Kinshasa — Urbanisme | La capitale congolaise veut mettre de l’ordre dans son paysage publicitaire. Pour la première fois, Kinshasa se dote d’un Plan cadastral publicitaire, un dispositif destiné à organiser l’implantation des panneaux et autres supports de publicité extérieure et à mettre progressivement fin à leur prolifération anarchique dans l’espace urbain.
Cette initiative vise notamment à mieux encadrer les emplacements, les dimensions et l’intégration des dispositifs publicitaires dans leur environnement. Dans une ville où panneaux, enseignes et autres supports se sont multipliés le long des grandes artères, parfois sans véritable cohérence visuelle, le nouveau cadre entend introduire davantage de discipline dans l’exploitation publicitaire de l’espace public.

Mais l’enjeu dépasse la seule réglementation du secteur. Le Plan cadastral publicitaire comporte également une importante dimension esthétique. En définissant plus clairement les espaces pouvant accueillir les supports publicitaires, Kinshasa ambitionne de réduire la pollution visuelle, préserver certains sites et améliorer progressivement l’image de la capitale. La publicité extérieure est ainsi appelée à s’intégrer davantage au paysage urbain plutôt qu’à le saturer.
Cette réorganisation pourrait également apporter davantage de lisibilité aux annonceurs et aux opérateurs du secteur. Un environnement réglementé, avec des emplacements clairement identifiés et des normes connues, peut contribuer à rendre le marché publicitaire plus structuré tout en permettant aux pouvoirs publics de mieux contrôler l’occupation de l’espace.
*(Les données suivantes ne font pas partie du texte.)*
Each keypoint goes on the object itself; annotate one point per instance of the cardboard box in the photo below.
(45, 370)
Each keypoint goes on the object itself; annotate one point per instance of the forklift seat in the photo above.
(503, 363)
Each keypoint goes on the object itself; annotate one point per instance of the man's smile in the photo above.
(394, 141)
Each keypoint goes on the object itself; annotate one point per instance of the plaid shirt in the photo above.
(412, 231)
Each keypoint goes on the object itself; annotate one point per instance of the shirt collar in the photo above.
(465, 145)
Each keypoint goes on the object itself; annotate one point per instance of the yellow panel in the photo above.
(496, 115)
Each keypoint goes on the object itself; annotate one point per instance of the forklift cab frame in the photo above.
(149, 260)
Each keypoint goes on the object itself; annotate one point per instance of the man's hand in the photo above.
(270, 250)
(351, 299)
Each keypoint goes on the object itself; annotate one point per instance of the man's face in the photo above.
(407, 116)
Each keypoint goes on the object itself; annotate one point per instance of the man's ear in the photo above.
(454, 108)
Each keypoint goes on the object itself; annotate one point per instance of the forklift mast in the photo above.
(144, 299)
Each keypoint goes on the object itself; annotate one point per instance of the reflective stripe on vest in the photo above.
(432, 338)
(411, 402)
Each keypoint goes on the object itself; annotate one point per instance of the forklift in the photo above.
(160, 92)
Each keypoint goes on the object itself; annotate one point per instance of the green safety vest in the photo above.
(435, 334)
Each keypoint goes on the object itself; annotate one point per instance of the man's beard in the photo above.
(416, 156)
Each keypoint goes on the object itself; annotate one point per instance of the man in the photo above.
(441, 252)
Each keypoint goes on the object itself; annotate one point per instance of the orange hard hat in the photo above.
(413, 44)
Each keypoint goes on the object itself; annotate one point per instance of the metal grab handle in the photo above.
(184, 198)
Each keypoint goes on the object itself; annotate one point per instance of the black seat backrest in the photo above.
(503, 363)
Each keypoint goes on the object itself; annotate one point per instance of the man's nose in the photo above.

Le lancement de ce dispositif intervient par ailleurs dans un contexte marqué par plusieurs opérations visant à désengorger, assainir et embellir Kinshasa. Après les actions contre certaines occupations anarchiques des emprises publiques, la maîtrise des supports publicitaires apparaît comme un autre volet de la reconquête du paysage urbain. Une capitale plus propre ne se mesure en effet pas uniquement à l’évacuation des déchets, mais également à l’organisation de ses espaces et à la qualité de son environnement visuel.
Reste désormais l’épreuve la plus importante : l’application sur le terrain. L’adoption d’un Plan cadastral publicitaire ne suffira pas si les implantations irrégulières persistent ou si les règles ne sont pas appliquées de manière uniforme. La réussite de cette réforme dépendra donc de la capacité des autorités à assurer le contrôle, à faire respecter les normes et à inscrire cette discipline dans la durée. C’est à cette condition que le nouveau dispositif pourra réellement contribuer à redonner à Kinshasa un visage plus ordonné, plus attractif et digne de l’ambition de redevenir durablement « Kinshasa la belle ».